Showing a linear combination of matrices is nilpotent for any constants

Question

So I have three linear operators in a $3$-dimensional vector space $V$ over field $\Bbb k$ whose matrices w.r.t basis of $V$ are

$$X= \left(\begin{matrix}1 & 0 & 1\\ 1 & 0 & 1\\ -2 &1 &-1 \end{matrix}\right)$$

$$Y= \left(\begin{matrix}1 & -1 & 0\\ 1 & -1 & 0\\ -2 &2 &0 \end{matrix}\right)$$

$$Z= \left(\begin{matrix}1 & 0 & 1 \\ 1 & 0 & 1\\ -1 &0 &-1 \end{matrix}\right)$$

I have to show that any linear combination of these matrices (with coefficients in $\Bbb k$) is nilpotent. What kind of approach should I be taking here? Thanks

Answer 1

Edit: Answer may be incomplete. I will revisit when I have time.

Note that this isn't a very elegant answer.
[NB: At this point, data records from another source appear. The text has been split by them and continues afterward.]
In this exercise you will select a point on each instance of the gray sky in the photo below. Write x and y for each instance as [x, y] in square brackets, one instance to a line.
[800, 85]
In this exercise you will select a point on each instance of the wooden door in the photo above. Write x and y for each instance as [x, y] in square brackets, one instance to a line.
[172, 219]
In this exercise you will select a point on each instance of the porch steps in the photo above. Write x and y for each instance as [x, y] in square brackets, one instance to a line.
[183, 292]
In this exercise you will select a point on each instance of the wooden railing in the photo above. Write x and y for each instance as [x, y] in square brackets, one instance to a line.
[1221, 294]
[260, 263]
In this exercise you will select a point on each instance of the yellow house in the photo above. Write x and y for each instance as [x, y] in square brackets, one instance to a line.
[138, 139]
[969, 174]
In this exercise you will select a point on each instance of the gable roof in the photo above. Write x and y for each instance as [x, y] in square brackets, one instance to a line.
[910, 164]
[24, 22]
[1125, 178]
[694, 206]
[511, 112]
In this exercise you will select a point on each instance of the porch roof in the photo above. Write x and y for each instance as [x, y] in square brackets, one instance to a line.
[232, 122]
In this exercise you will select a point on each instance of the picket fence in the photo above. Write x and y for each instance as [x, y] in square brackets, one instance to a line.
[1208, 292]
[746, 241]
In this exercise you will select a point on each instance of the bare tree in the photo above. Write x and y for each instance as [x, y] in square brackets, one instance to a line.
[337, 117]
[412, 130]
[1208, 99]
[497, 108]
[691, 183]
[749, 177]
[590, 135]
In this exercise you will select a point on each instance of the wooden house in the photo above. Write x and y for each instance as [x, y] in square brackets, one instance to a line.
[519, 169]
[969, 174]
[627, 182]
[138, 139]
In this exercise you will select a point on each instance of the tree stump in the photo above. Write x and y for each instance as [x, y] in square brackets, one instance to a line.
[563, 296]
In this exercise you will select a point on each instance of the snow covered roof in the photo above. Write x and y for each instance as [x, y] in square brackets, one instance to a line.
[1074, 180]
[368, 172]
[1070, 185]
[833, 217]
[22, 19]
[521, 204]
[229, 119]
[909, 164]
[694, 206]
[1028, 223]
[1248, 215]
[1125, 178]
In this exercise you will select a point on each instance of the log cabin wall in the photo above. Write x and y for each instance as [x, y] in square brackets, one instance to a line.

Perhaps there is a better way.

Taking a cue from Jean-Claude Arbaut's comment, I've used octave to verify that $Y^2 = 0$ and $Z^2 = 0$.

I've also verified that $X^2 Y = 0$, $X^2 Z = 0$ and $X Y Z = 0$.
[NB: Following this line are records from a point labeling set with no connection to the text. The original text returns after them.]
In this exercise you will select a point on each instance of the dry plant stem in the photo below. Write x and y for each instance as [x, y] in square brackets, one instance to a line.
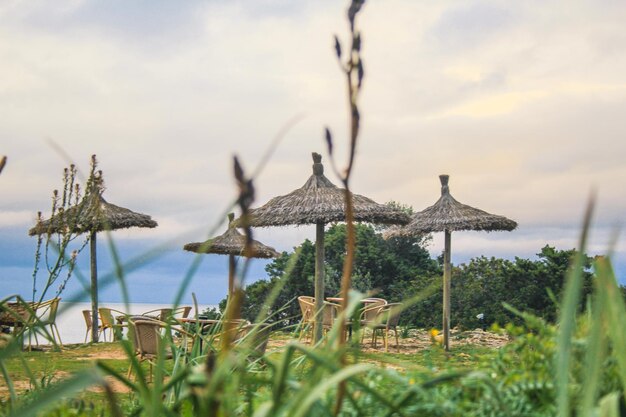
[346, 279]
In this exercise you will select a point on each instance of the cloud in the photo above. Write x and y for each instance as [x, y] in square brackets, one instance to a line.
[522, 104]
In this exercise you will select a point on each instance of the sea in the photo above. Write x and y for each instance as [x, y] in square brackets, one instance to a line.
[71, 322]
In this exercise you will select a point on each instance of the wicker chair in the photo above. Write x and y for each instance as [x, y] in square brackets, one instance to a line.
[46, 313]
[88, 323]
[113, 324]
[254, 338]
[165, 314]
[387, 318]
[307, 307]
[147, 337]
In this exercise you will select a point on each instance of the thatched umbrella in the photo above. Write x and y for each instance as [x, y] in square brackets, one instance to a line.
[320, 202]
[448, 215]
[232, 243]
[92, 215]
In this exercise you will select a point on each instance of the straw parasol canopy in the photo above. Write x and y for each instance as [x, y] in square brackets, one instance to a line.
[320, 202]
[232, 243]
[448, 215]
[92, 215]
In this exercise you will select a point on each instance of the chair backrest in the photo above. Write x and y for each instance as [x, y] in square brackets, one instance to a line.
[370, 312]
[146, 336]
[87, 317]
[370, 301]
[132, 334]
[307, 306]
[54, 308]
[329, 312]
[106, 317]
[182, 312]
[391, 314]
[47, 310]
[255, 336]
[16, 313]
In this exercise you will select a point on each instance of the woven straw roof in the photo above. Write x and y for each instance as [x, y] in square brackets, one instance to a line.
[232, 243]
[447, 213]
[93, 214]
[320, 201]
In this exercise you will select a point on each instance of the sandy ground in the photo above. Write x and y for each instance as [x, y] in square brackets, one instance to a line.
[416, 341]
[421, 339]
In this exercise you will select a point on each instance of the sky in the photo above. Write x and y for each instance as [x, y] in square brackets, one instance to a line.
[521, 103]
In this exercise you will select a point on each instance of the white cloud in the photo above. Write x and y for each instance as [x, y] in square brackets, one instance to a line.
[522, 104]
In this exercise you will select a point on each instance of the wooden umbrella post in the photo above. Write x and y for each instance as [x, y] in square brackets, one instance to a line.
[94, 288]
[232, 265]
[319, 280]
[447, 272]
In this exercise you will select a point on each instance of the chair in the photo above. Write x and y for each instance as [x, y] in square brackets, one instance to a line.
[147, 337]
[387, 318]
[46, 313]
[307, 307]
[254, 337]
[108, 322]
[88, 323]
[165, 314]
[17, 315]
[330, 311]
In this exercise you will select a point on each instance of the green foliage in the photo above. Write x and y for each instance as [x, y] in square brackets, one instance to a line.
[532, 286]
[387, 268]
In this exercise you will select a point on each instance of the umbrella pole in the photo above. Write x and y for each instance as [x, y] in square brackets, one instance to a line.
[94, 288]
[447, 269]
[231, 275]
[319, 280]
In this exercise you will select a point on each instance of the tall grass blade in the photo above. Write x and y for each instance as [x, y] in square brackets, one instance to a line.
[596, 350]
[615, 310]
[65, 389]
[567, 319]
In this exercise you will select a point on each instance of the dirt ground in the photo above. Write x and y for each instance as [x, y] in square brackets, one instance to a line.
[420, 339]
[416, 341]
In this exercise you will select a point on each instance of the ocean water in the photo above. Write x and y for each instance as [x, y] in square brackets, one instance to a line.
[71, 322]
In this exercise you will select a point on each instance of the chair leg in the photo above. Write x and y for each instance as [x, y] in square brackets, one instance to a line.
[397, 341]
[53, 328]
[386, 339]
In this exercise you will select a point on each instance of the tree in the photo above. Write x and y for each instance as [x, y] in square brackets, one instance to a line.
[384, 267]
[57, 251]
Note also that $X^3 = Y^3 = Z^3 = 0$, since the operators have to be nilpotent.

Order of the terms don't matter, since the null spaces grow regardless of the order to take up the entire 3 dimensions.

The above shows that the expansion of $(aX+bY+cZ)^3$ has to be zero, since the expansion involves all of the above terms multiplied by a matrix and/or constant.

Answer 2

$\newcommand{\Span}[1]{\langle #1 \rangle}$This is a drastic simplification of my previous solution - should have thought of it before, as there is a sound theoretical reason for it.

Let us rewrite $X, Y, Z$ in terms of the basis $$ e_1, e_1 + e_2 - 2 e_3, e_1 + e_2 - e_3. $$ We have $$ X : e_{1} \mapsto e_1 + e_2 - 2 e_3 \mapsto e_1 + e_2 - e_3 \mapsto 0 $$ $$ Y : \begin{cases} e_1 \mapsto e_1 + e_2 - 2 e_3 \mapsto 0\\ e_1 + e_2 - e_3 \mapsto 0 \end{cases} $$ $$ Z : \begin{cases} e_1 \mapsto e_1 + e_2 - e_3 \mapsto 0\\ e_1 + e_2 - e_3 \mapsto 0 \end{cases} $$

So rewriting the matrices $X', Y', Z'$ with respect to this new basis we have $$ X' = \begin{bmatrix} 0 & 0 & 0\\ 1 & 0 & 0\\ 0 & 1 & 0\\ \end{bmatrix}, \quad Y' = \begin{bmatrix} 0 & 0 & 0\\ 1 & 0 & 0\\ 0 & 0 & 0\\ \end{bmatrix}, \quad Z' = \begin{bmatrix} 0 & 0 & 0\\ 0 & 0 & 0\\ 1 & 0 & 0\\ \end{bmatrix}.$$

So these three matrices span the space of strictly lower triangular matrices $$ \left\{\ \begin{bmatrix} 0 & 0 & 0\\ a + b & 0 & 0\\ c & a & 0\\ \end{bmatrix} : a, b, c \in \mathbb{k}\ \right\} = \left\{\ \begin{bmatrix} 0 & 0 & 0\\ s & 0 & 0\\ u & t & 0\\ \end{bmatrix} : s, t, u \in \mathbb{k}\ \right\}, $$ which is well-known to consist of nilpotent matrices.

So they point is (and I should have thought of it immediately) that the three matrices can be put simultaneously in strictly lower triangular form.